What does 'having a drink' mean to the average Aussie?
Drinking alcohol is seen as part of the national culture, but what is the real significance of "having a drink" for the average middle-aged Australian?
New research being conducted at the University of Adelaide is looking to fill a gap in research about drinking in Australia, by hearing first hand from middle-aged social drinkers and their social groups.
"There is a significant lack of knowledge about drinking in Australia as it relates to middle-aged people who just like to have a drink," says PhD student Emma Muhlack from the University of Adelaide's School of Public Health.
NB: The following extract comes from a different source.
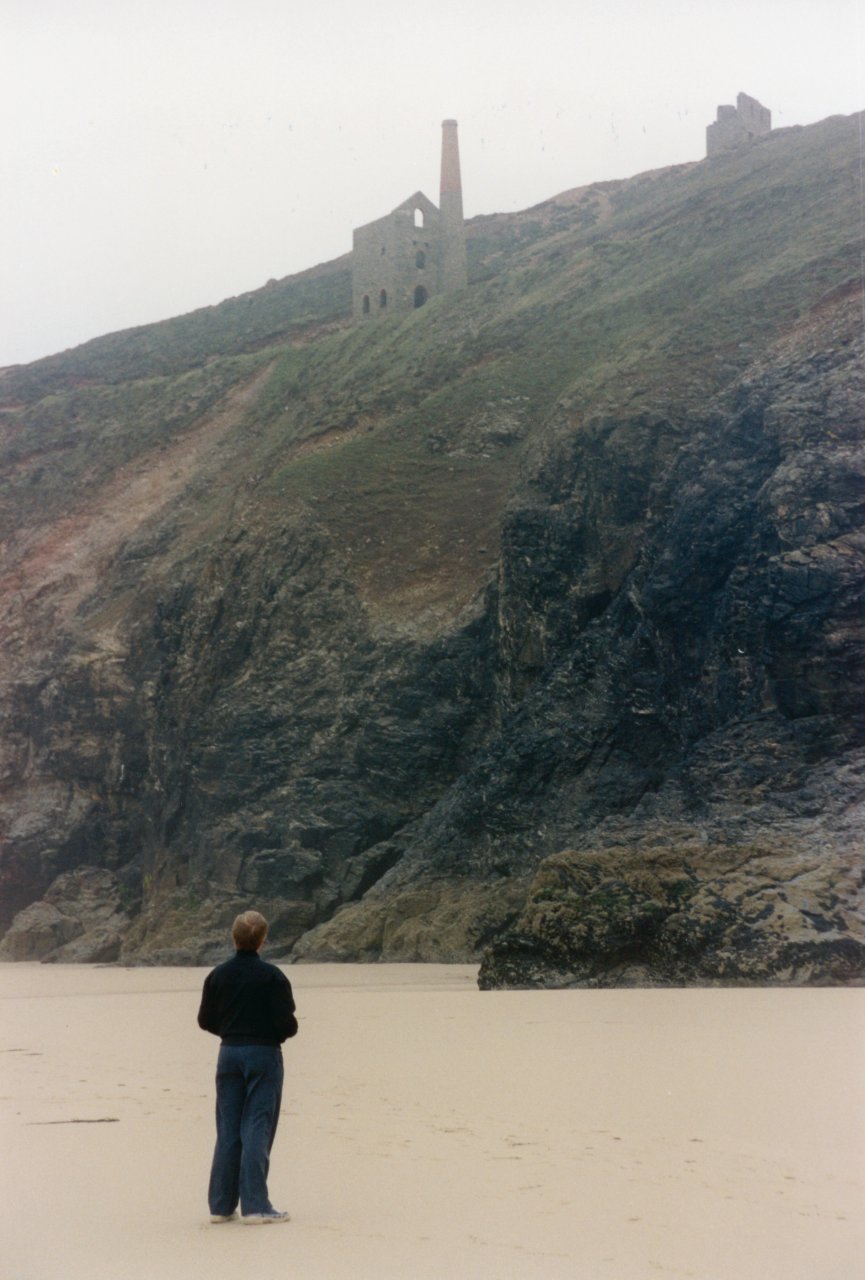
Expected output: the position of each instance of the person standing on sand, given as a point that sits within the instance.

"We know a lot about young drinkers, we know a lot about people who are addicted to alcohol, but for a country that seems to place value on social drinking, the experiences of this group of people have largely gone unresearched."
Because drinking is a social activity, Mrs Muhlack is organising focus groups of middle-aged people who already know each other, and who have a drink together.
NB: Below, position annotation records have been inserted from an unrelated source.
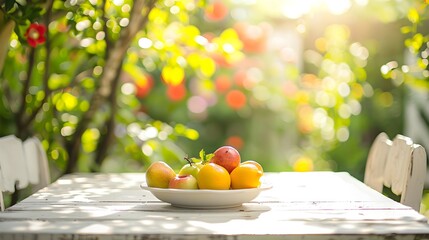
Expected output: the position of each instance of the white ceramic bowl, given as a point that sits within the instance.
(203, 198)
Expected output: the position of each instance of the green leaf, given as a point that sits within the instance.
(202, 154)
(413, 15)
(9, 5)
(405, 29)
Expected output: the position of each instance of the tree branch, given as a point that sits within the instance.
(25, 122)
(112, 66)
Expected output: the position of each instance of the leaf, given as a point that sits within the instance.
(173, 75)
(9, 5)
(413, 15)
(405, 29)
(208, 67)
(202, 154)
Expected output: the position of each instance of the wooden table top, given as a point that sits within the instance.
(311, 205)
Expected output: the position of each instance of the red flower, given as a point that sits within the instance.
(35, 34)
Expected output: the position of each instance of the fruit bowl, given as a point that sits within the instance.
(204, 198)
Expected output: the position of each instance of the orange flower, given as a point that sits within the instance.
(35, 34)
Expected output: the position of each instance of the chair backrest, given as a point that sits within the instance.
(21, 164)
(399, 165)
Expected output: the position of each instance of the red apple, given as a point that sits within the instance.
(227, 157)
(183, 182)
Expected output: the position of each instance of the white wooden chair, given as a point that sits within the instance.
(399, 165)
(21, 164)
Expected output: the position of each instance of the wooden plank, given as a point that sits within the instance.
(234, 227)
(318, 205)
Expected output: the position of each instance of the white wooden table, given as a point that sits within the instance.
(314, 205)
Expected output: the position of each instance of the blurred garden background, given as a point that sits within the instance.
(113, 85)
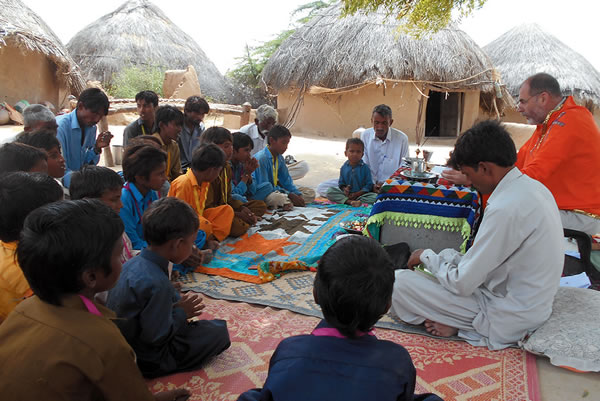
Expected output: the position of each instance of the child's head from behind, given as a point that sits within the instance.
(279, 139)
(145, 166)
(242, 147)
(45, 139)
(221, 137)
(21, 157)
(97, 183)
(355, 149)
(354, 283)
(20, 194)
(207, 162)
(169, 121)
(71, 246)
(172, 225)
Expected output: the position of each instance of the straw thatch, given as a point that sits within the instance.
(24, 29)
(334, 52)
(526, 50)
(139, 33)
"By speaking with groups, we're hoping to get a much clearer picture of the social interaction that occurs for middle-aged drinkers, and the value they place on drinking as part of that activity," she says.
"We're also hoping to gain an understanding of what drinking choices they make, the reasons for doing so, and what influences their decision-making as a social group.
"Our ultimate aim is to have more information about social drinking that will help to inform government policies in areas such as drinking and health."
This project aims to talk with people aged between 40-65 years old who drink alcohol together socially, such as friendship groups, sports teams, and community groups.